Monday, April 11

I = Italian Herb Bread

This bread originally came from the little recipe book included with one of the Oster bread machines. I didn't own it, but I loved the bread and many years after the bread machine got packed and moved away I went looking for, and found, this recipe.

I, of course had to modify it, since I was not making it in a bread maker. Knowing how long to let the bread rise and at what temperature to bake it came from the experience I gained from messing it up a few times and finally through baking classes.

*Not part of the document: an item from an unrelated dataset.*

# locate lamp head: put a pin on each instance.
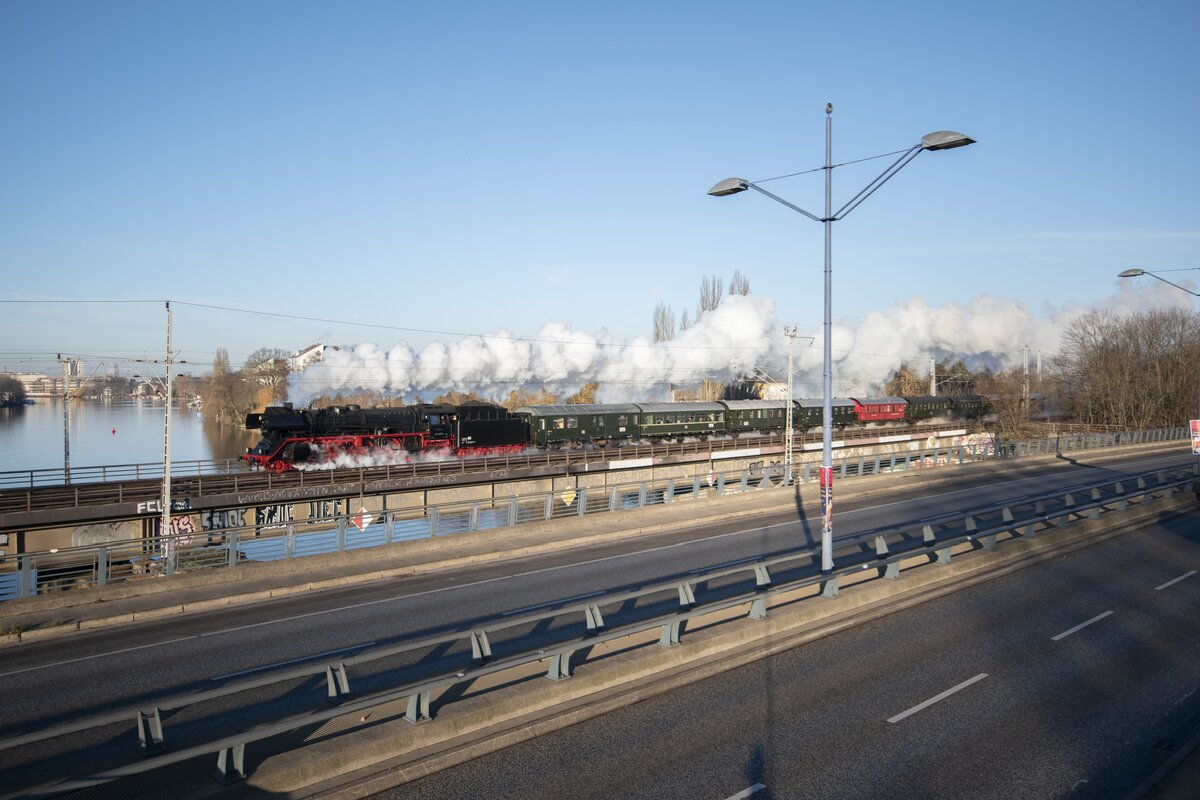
(730, 186)
(945, 140)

This is another one of those things that we reheat in the toaster oven and spread with butter (and is surprisingly good with peanut butter). Definitely one of our favorites.

Italian Herb Bread

1 1/4 cups water
1 1/2 tablespoons vegetable or olive oil
1 teaspoon salt
3 1/2 cups bread flour
2 teaspoons sugar
1 tablespoon dried parsley
1/4 cup grated Parmesan cheese
2 teaspoons dried onion flakes
1/2 teaspoon dried basil
1/2 teaspoon garlic powder
2 teaspoons active dry yeast


Activate your yeast in 1/4cup of the water. To do this, add 1/4 cup of the water at about 100-105°F to the yeast and let it sit for about 5 minutes.
Add the flour and the rest of the ingredients to your mixer and knead with the dough hook for about 10 minutes.
Place dough in a lightly oiled bowl covered with a damp tea towel and place in an 80°F oven to rise for 1 hour.
"Punch down" dough (gently press using fist) and turn out onto lightly floured work space.
Roll the dough into a loaf or into small rolls if you wish.
Place dough in loaf pan, on baking sheet or in muffin tins. Score top of each with a sharp knife.
Bake at 400°F until golden and center is dry (about an hour).